Multiple reviews have shown the benefits of CCH injection but limited follow-up periods and high recurrence rates should be noted.22,23) One study with 25 patients with a longer-term follow-up (32 months) showed contracture improvement from 43.5° to 3.6° in MCP joints and from 30.0° to 17.5° in PIP joints.24) These results are superior to those cited in 2-year follow-up studies; however, it should be noted that the sole author of the study was a consultant for Auxilium Pharmaceuticals, the parent company of Xiaflex. One of the largest studies to assess the long-term efficacy of clostridium injection was the CORDLESS trial, which reported 5-year follow-up data for 623 joints.13) At 3-year follow-up, the authors reported recurrence (defined as ≥ 20° in FFC) rates of 16% for MCP joints and 38% for PIP joints, which increased to 39% and 66% by 5 years, respectively. Compared with other methods of treating Dupuytren contracture, such as needle or open fasciotomy, the authors noted lower complications rates for neurovascular injury and complex regional pain syndrome with equal efficacy in contracture resolution and recurrence.
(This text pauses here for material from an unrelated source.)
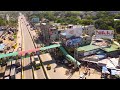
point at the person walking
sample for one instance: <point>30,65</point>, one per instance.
<point>54,70</point>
Our study has limitations. We included only 34 patients in our study with some loss to follow-up; however, the rates of recurrence and degree of FFC resolution were similar to those of other studies at 1- and 2-year follow-up. While this was not a large multi-center study, we were able to assess our patients with greater granularity and under the care of a single surgeon, eliminating heterogeneity introduced by different providers. The definitions of recurrence (≥ 20° increase in FFC from baseline manipulation) and “successful” contracture resolution (≤ 5° residual contracture) are arbitrary and are reported in a manner consistent with previous studies, which may under-represent patient-perceived success of treatment. For example, if an initial contracture of 70° was corrected to 10°, this would be an unsuccessful manipulation according to our definition; yet, the patient might be satisfied with this improvement.
In conclusion, CCH injection for Dupuytren contracture is a viable nonoperative option for contracture resolution, showing greater improvement for contractures of the MCP joint compared with the PIP joint. Similar to previous studies, we report a tendency for contractures to recur over time. Further investigation is needed to determine optimal timing of repeat CCH injection to improve upon or extend the period of contracture resolution.
ACKNOWLEDGEMENTS
We would like to thank Ms. Rachel Box, MS, Ms. Jenni Weems, MS, and Ms. Kerry Kennedy, BA (Department of Orthopaedics, Johns Hopkins University School of Medicine) for manuscript preparation and editorial services.
Footnotes
CONFLICT OF INTEREST: No potential conflict of interest relevant to this article was reported.